Now requirement three in a plutonium based bomb is already quite hard to do, but there are ways to do it. I think that the main barrier against would be wicked nuclear hooligans is requirement two.

The spontaneous fission of plutonium-240 is the key to stopping bomb makers. If we consider for a moment the plutonium signature in the fuel of unit 2 at Fukushima then we will see that the fuel has the following isotope signature (all in atom %). I got the data from Z.D. Thome et. al. in Nuclear Engineering and Design, 2012, volume 247, pages 123-127. 

0.69 % Pu-238, 65 % Pu-239, 21 % Pu-240, 11 % Pu-241 and 2.5 % Pu-242.

Now this 21 % Pu-240 will be a major head ache for a bomb designer, it will raise the spontaneous fission rate for the plutonium by a factor of 27 from the grade of plutonium which was used for the first atomic bomb test.

It is also important to bear in mind that even for fast neutrons the fission to activation ratio is worse for Pu-240 than it is for Pu-239. As a result the addition of a large amount of Pu-240 to the fissile material in a bomb would require the mass of plutonium to be made larger. In general the more plutonium in the bomb the higher the rate of spontaneous fission.

This will mean that the bomb designer working in his den will need to design something which works more than 27 times faster than the first American design had to. Now while technology may have improved, but I am sure that given the choice a bomb maker would far rather use a bomb grade plutonium with far less Pu-240.

Now imagine some evil gremlin of a bomb maker has built a nefarious bomb and I imagine that the gremlin wants to threaten the world and hold it to ransom with the threat of an A-bomb detonation somewhere. I imagine the wicked gremlin wants his long and dire reign of evil, and he knows that he needs a bomb which can be left on the shelf for a long time and still be trusted to function. As soon as his bomb has gone past its “best before date” the gremlin will lose his means to threaten the international community.

The plutonium-241 will shorten the shelf life of the bomb, this isotope of plutonium undergoes a beta decay to form americium-241 which has a far higher decay heat and emits gamma rays. As a result the bomb will be plagued by an increasingly intense heat source at its core which also is becoming a bigger and bigger radiation threat to the gremlin each time it tries to service the bomb.
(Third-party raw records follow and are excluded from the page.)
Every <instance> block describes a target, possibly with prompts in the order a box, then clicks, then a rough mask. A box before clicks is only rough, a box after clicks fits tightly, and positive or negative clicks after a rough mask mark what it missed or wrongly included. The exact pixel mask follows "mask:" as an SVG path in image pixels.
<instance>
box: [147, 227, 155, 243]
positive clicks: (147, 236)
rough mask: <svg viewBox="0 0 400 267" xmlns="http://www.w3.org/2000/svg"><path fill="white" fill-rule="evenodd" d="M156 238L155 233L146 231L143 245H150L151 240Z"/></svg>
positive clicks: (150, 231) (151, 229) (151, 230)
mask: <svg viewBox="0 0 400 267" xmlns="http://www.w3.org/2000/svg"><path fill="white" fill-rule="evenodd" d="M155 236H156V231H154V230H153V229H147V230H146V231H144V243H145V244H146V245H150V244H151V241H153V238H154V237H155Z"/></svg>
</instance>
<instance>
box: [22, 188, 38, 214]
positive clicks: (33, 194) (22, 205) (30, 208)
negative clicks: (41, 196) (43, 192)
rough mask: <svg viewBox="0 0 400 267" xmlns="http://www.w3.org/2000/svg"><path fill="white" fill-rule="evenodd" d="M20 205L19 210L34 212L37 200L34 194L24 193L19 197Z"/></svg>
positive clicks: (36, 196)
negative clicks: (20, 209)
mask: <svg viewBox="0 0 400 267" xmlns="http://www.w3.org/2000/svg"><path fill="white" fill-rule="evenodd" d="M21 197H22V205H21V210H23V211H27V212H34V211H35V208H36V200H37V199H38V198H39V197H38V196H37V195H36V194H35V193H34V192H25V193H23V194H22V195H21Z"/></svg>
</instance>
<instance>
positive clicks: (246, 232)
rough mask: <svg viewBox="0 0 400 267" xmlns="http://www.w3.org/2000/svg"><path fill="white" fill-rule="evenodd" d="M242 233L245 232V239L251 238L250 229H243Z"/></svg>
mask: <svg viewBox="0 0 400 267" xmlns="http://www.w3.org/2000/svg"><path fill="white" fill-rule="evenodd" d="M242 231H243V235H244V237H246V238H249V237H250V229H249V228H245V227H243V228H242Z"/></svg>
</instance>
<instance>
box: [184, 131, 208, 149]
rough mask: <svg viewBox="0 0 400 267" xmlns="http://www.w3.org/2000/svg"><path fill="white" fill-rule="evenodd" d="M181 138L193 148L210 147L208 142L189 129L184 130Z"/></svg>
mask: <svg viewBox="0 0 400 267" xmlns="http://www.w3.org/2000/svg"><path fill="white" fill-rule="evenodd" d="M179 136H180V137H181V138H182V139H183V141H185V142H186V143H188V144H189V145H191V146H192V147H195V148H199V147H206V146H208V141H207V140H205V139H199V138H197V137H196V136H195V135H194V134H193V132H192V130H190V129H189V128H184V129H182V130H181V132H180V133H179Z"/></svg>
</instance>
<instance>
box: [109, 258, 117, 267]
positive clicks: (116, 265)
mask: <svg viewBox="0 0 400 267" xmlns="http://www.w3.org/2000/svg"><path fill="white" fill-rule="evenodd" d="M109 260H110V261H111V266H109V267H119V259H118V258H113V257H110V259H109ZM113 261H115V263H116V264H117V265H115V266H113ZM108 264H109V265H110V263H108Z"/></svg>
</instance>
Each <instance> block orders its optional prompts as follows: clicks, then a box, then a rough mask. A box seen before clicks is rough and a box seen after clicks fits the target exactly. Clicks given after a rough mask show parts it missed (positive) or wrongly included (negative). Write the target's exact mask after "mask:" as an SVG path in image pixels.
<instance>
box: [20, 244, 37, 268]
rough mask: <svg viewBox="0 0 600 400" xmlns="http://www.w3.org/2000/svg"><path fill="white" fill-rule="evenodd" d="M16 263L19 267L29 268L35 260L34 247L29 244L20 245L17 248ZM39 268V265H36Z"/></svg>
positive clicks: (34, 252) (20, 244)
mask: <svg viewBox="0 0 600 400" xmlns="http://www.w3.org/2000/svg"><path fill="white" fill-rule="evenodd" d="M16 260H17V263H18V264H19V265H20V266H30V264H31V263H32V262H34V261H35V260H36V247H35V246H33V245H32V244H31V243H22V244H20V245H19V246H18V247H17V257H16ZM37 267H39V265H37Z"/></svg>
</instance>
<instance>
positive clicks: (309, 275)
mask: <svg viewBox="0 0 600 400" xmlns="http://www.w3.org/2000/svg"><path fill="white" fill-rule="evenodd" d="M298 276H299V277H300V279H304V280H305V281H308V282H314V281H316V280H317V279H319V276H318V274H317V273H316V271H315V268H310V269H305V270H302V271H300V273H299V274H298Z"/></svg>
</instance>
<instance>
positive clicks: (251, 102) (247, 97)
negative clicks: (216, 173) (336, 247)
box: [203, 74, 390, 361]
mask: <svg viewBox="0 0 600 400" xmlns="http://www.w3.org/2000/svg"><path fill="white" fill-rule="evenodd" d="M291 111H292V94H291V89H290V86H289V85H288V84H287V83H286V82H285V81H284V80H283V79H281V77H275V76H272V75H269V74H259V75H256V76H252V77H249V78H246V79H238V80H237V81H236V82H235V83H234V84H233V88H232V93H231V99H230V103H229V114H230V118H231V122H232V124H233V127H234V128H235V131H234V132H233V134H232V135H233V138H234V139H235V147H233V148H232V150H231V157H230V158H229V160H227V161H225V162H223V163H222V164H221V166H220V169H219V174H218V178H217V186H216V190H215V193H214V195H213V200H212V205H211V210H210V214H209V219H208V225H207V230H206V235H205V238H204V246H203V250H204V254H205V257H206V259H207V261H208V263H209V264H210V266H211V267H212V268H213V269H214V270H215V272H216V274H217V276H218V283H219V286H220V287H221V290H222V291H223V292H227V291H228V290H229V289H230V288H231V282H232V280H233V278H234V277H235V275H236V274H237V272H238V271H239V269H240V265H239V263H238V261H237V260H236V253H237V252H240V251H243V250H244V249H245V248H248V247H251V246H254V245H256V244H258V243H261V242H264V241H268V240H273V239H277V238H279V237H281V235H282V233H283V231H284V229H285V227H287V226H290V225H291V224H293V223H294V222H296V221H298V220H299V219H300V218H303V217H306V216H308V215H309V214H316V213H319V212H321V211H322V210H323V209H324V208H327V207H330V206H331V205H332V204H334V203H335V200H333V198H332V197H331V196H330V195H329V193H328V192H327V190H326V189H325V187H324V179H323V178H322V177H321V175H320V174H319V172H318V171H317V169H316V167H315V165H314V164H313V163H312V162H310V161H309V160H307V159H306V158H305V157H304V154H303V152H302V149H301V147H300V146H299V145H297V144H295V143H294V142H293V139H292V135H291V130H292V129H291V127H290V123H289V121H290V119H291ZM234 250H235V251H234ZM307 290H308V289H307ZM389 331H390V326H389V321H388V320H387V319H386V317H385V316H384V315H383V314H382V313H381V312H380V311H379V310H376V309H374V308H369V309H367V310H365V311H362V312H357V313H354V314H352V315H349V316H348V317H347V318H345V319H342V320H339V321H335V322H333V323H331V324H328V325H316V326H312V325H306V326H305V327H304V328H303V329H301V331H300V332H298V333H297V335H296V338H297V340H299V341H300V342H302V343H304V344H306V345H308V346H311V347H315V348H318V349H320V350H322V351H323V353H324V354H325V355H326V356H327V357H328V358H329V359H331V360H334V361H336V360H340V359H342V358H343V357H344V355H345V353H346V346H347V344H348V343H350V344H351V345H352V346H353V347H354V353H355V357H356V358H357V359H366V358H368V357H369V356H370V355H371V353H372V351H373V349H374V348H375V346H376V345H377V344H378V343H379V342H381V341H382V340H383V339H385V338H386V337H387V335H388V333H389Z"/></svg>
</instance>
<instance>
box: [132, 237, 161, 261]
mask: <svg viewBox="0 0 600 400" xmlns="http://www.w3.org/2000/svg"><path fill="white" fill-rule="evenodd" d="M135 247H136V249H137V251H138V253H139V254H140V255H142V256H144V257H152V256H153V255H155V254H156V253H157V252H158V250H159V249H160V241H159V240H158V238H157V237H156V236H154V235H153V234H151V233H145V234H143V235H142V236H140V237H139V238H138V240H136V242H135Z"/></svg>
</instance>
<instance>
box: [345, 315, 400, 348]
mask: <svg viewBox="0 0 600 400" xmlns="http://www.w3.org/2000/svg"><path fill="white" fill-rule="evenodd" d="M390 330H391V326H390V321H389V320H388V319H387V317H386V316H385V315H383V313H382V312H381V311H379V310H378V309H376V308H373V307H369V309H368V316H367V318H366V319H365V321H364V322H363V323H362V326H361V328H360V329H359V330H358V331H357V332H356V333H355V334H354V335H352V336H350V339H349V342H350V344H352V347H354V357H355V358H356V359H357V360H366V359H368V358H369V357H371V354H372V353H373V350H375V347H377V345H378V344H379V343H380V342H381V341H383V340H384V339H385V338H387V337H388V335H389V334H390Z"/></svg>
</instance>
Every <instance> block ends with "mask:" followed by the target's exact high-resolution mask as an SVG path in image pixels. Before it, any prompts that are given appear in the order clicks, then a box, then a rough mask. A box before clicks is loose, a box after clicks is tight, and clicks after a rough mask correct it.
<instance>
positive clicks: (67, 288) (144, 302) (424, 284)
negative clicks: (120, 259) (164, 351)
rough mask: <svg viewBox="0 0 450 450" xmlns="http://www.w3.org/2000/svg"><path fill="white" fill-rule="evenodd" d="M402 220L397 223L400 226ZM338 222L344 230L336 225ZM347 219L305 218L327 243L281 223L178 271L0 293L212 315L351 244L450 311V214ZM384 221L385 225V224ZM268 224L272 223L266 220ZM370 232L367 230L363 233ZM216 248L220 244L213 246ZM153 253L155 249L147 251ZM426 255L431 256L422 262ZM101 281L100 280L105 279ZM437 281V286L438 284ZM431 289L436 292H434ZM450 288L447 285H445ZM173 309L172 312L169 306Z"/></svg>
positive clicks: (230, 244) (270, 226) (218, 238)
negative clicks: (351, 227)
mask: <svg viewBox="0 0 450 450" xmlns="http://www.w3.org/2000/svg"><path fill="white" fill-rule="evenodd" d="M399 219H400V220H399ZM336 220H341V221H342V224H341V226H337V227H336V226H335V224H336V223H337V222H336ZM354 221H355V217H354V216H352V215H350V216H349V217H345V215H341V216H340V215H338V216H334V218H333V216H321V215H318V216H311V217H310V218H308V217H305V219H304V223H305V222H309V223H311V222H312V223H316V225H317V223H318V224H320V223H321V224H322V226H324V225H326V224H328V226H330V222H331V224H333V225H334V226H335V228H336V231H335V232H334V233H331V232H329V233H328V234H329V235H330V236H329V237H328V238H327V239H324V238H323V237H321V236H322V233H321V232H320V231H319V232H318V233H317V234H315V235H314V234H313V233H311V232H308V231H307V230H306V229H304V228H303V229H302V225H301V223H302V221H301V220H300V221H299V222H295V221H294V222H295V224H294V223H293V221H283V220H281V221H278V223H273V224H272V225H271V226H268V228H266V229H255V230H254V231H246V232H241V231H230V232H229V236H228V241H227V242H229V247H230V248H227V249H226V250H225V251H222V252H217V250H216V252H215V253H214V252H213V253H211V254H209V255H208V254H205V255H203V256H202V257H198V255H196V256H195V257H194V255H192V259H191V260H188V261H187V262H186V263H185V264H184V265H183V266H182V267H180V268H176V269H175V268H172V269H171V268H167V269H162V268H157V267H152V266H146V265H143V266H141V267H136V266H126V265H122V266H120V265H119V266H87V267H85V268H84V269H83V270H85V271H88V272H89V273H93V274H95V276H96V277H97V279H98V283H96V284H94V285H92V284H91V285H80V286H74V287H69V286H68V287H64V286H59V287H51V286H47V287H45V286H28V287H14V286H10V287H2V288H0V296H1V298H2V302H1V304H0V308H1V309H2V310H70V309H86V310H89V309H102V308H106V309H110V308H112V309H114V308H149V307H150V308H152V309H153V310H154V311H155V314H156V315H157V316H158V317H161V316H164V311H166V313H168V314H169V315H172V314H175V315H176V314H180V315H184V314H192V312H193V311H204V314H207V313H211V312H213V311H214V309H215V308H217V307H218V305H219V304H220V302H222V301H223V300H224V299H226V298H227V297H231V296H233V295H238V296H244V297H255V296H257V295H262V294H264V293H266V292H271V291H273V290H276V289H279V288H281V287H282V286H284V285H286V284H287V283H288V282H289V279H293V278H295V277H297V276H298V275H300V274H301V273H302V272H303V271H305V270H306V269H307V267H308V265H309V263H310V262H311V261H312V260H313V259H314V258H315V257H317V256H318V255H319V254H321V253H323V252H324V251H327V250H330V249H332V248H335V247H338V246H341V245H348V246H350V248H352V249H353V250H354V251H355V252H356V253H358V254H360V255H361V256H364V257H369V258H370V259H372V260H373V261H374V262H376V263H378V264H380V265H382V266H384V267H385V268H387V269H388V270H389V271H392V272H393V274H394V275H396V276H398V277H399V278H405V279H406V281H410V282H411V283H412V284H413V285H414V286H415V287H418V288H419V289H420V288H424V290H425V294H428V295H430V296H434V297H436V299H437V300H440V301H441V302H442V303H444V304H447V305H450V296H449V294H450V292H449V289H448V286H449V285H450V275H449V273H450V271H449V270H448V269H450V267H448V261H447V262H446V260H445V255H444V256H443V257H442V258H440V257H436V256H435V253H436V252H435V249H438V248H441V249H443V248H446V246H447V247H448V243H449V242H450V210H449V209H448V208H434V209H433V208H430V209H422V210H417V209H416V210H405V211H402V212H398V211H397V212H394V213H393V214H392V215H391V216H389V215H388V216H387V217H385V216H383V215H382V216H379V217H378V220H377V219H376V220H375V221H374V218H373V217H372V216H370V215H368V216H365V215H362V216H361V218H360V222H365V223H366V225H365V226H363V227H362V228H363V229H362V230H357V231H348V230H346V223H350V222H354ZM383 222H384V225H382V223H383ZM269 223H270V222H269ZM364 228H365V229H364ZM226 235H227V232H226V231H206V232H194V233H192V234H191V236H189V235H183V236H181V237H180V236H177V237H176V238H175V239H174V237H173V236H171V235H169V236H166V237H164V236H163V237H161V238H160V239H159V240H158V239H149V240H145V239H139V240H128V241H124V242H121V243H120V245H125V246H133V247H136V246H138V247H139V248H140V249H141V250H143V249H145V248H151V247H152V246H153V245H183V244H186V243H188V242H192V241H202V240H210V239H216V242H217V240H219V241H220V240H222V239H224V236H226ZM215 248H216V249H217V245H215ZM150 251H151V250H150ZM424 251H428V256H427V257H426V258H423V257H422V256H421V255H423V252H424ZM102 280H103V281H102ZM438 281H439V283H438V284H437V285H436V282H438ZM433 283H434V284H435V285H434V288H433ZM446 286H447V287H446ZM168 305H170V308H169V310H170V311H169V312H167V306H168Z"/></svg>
I have done some calculations (using A-level physics) and I have been able to confirm that the Fukushima grade of plutonium will emit much more heat than a bomb grade plutonium. The heat output will skyrocket as more and more americium-241 forms.

Now some of my readers will agree with me, that is fine with me but some of my readers may not agree with me. If you do not agree with me then feel free to comment and we will discuss the matter like adults.